DieRoten.pl
Reklama

Werner o grze dla FCB: Nie chcę o tym teraz mówić

fot.
Reklama

W związku z publikacją wypowiedzi Pini Zahaviego odnośnie chęci odejścia Roberta Lewandowskiego z Bayernu Monachium w nadchodzącym okienku, spekulacje transferowe nie ustają.

Biorąc pod uwagę wszystkie źródła (z całego świata), to usługami naszego rodaka zainteresowane są między innymi takie zespoły jak Manchester United, Manchester City, Paris Saint-Germian czy wreszcie Real Madryt.

Według hiszpańskiego "ABC" Robert Lewandowski ma być priorytetem dla madryckiego zespołu. Sam zaś zawodnik nie jest entuzjastycznie nastawiony do obu Manchesterów czy PSG. Marzeniem 29-latka nadal pozostaje gra w zespole "Królewskich".

Mimo wszystko stanowisko Bayernu pozostaje niezmienne – klub nie sprzeda swojego najlepszego strzelca, chyba że na stole pojawi się oferta rzędu 200 milionów euro. Choć scenariusze mediów są różne, to w jednym wszyscy się zgadzają – następcą Roberta może być między innymi Timo Wener.

Niemiecka reprezentacja narodowa z Timo Wernerem przebywa obecnie na zgrupowaniu w południowym Tyrolu, gdzie mistrzowie Świata przygotowują się do nadchodzących mistrzostw Świata. Przebywającego tam również napastnika RB Lipsk poproszono o kilka słów na temat możliwego transferu do Bayernu i zastąpienia Lewandowskiego. 

– Skupiam się teraz na MŚ. Chodzi o cały zespół, a nie tylko osobisty interes. Chcemy zostać mistrzami Świata. Po Mundialu będziemy mogli wrócić do tego tematu – powiedział Timo Wener na łamach "Bilda".

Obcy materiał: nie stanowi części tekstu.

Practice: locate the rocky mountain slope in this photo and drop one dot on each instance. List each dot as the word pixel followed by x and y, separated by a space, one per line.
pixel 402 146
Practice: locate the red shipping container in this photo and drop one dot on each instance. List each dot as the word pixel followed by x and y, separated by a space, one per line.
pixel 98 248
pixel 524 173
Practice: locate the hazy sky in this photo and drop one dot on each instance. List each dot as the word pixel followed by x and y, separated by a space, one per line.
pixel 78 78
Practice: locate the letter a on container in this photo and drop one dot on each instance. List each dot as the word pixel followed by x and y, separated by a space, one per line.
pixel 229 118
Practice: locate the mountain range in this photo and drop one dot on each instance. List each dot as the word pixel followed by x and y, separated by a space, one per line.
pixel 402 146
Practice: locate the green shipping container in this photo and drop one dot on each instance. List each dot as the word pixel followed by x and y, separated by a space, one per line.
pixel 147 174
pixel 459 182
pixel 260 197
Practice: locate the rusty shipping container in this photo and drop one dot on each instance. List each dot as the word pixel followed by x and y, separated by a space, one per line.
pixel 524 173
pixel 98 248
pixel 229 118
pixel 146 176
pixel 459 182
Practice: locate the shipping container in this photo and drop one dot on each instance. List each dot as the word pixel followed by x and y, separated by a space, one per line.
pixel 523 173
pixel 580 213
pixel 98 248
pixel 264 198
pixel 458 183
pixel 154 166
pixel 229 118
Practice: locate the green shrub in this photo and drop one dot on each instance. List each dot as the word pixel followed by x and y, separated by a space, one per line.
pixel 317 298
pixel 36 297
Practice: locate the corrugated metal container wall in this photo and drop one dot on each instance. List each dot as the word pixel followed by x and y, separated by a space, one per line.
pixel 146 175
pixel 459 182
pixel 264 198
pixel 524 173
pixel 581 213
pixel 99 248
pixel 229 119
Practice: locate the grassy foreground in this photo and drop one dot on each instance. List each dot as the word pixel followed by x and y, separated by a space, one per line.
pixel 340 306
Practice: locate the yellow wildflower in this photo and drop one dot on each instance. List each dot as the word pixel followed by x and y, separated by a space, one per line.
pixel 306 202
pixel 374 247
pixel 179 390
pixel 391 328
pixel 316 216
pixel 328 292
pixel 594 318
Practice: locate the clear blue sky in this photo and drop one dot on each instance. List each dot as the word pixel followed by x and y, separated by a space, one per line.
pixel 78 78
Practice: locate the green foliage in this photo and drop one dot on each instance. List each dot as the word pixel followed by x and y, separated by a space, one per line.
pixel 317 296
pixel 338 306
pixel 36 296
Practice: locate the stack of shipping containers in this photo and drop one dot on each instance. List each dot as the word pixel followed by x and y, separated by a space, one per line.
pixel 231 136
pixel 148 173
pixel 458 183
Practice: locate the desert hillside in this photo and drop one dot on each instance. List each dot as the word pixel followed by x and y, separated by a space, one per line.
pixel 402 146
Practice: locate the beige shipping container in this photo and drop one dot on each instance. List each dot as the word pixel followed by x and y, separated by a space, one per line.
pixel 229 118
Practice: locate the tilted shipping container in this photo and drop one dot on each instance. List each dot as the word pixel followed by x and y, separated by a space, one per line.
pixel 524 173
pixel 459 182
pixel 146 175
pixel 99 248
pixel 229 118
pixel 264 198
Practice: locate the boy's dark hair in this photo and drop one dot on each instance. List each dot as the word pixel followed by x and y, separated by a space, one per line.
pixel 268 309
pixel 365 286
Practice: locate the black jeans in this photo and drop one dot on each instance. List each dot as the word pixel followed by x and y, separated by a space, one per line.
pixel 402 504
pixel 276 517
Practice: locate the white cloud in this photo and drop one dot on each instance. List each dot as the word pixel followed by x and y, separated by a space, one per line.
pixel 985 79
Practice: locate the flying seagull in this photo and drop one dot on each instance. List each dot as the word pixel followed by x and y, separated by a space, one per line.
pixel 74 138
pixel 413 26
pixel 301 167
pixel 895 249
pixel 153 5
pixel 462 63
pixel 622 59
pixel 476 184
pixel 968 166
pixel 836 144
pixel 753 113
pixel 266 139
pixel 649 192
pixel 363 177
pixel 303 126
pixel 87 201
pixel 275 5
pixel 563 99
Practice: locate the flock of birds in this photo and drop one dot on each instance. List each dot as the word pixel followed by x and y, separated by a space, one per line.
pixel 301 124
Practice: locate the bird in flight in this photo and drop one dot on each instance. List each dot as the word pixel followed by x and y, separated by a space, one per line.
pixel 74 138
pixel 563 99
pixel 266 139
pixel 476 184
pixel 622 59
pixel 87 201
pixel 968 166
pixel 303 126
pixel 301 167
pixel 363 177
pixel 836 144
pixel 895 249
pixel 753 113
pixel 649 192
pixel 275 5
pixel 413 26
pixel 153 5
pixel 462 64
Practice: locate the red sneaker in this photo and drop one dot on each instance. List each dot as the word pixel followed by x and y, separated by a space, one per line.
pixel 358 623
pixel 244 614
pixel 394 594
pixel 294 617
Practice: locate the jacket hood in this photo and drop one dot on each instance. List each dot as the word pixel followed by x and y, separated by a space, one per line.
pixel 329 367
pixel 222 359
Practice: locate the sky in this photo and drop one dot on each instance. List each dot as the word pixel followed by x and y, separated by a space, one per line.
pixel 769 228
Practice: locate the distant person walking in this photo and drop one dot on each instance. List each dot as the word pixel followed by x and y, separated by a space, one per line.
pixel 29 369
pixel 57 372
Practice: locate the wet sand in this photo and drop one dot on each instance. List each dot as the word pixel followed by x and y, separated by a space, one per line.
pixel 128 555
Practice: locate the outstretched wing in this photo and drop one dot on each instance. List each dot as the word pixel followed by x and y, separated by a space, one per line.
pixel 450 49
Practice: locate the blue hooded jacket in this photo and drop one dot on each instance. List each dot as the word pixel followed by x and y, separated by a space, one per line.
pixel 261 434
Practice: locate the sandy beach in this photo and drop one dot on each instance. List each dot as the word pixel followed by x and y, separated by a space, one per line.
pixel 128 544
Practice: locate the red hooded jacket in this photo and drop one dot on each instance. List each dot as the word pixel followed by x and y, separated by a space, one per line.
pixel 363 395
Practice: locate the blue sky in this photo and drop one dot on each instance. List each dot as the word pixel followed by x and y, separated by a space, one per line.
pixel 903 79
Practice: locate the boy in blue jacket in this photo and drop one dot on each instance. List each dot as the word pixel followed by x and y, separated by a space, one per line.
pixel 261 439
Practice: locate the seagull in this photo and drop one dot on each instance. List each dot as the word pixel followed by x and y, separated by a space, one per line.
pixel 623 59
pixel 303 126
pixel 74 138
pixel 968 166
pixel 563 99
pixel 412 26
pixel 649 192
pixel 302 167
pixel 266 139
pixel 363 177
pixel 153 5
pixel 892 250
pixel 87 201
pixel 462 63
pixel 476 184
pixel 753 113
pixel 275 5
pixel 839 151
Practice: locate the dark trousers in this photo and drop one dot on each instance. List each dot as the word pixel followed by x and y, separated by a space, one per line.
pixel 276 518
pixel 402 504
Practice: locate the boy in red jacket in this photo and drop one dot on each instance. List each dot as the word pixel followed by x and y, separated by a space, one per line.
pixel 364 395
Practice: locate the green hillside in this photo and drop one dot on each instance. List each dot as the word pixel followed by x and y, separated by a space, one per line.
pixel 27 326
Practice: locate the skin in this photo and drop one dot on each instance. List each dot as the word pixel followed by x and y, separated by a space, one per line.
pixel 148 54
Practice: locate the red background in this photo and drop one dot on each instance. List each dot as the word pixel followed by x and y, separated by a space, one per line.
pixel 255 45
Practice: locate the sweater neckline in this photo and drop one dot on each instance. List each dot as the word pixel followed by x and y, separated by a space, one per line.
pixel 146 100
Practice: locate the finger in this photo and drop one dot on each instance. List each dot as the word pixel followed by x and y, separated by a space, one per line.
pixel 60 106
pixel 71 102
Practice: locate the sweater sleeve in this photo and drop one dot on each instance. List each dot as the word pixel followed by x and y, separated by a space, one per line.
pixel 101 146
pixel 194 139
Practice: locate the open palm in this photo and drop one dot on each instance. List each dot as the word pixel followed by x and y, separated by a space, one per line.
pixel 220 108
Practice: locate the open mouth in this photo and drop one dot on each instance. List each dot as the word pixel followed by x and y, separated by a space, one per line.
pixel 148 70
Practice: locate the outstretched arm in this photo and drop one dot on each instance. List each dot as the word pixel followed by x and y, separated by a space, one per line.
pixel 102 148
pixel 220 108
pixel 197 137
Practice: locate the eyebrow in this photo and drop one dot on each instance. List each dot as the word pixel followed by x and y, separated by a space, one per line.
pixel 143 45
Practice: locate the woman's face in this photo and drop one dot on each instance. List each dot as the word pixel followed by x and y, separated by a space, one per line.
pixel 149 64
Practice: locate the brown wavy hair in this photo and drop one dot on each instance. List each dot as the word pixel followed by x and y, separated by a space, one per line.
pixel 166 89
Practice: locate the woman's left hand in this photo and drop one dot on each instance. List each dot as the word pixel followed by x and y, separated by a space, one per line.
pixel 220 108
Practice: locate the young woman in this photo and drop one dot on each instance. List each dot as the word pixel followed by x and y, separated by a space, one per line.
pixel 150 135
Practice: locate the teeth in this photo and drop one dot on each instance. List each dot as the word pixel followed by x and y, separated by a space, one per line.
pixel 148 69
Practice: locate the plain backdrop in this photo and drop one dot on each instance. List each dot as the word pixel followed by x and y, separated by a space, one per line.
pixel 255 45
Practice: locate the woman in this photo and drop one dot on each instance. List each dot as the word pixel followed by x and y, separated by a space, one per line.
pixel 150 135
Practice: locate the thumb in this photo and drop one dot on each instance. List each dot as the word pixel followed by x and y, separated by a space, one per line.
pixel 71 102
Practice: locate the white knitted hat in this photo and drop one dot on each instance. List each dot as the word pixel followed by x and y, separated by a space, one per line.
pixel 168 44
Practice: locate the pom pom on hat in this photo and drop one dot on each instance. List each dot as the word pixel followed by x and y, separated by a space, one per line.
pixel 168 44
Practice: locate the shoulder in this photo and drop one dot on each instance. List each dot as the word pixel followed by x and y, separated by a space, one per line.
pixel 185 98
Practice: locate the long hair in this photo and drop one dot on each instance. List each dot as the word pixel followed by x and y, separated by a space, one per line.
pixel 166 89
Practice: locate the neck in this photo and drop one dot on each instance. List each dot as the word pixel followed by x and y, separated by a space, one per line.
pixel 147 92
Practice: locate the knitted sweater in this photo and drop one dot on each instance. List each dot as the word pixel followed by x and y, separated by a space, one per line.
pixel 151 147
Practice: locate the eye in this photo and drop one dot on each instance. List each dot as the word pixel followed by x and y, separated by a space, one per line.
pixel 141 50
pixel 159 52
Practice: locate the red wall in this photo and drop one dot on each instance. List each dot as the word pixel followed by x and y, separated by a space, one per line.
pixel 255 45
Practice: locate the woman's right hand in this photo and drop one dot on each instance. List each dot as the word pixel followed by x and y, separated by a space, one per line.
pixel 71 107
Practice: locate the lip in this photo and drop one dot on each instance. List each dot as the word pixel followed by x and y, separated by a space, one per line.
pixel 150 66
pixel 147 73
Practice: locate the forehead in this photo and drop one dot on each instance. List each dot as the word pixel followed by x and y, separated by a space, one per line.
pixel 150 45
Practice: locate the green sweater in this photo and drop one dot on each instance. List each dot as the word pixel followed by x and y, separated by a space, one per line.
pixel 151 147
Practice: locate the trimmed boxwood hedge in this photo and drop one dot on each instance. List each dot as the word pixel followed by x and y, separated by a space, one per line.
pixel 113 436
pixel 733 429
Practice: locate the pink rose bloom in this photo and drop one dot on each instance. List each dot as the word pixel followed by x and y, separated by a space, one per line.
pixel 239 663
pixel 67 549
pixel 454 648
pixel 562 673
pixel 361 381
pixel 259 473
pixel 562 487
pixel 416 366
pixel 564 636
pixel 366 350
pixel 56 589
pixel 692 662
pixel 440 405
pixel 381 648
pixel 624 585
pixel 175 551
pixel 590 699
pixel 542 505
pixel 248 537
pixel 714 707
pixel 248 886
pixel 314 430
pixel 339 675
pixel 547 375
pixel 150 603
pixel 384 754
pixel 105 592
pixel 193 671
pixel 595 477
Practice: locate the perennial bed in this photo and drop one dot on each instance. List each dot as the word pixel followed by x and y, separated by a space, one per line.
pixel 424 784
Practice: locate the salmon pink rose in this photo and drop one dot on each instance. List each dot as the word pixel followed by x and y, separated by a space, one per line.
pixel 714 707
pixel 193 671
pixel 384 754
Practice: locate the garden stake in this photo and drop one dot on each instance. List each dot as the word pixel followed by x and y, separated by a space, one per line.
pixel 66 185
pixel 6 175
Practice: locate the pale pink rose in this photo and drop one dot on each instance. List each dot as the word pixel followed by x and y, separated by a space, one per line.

22-letni Werner w sezonie 2017/18 wystąpił łącznie w 45 spotkaniach dla RB Lipsk. W tym okresie Timo strzelił w sumie 22 bramki oraz dołożył do tego 10 asyst. Mimo swojego młodego wieku Niemiec ma już na swoim koncie 158 występów w Bundeslidze (47 bramek + 25 asyst).

Źródło: Bild.de
GabrielStach

Komentarze

Trwa wczytywanie komentarzy...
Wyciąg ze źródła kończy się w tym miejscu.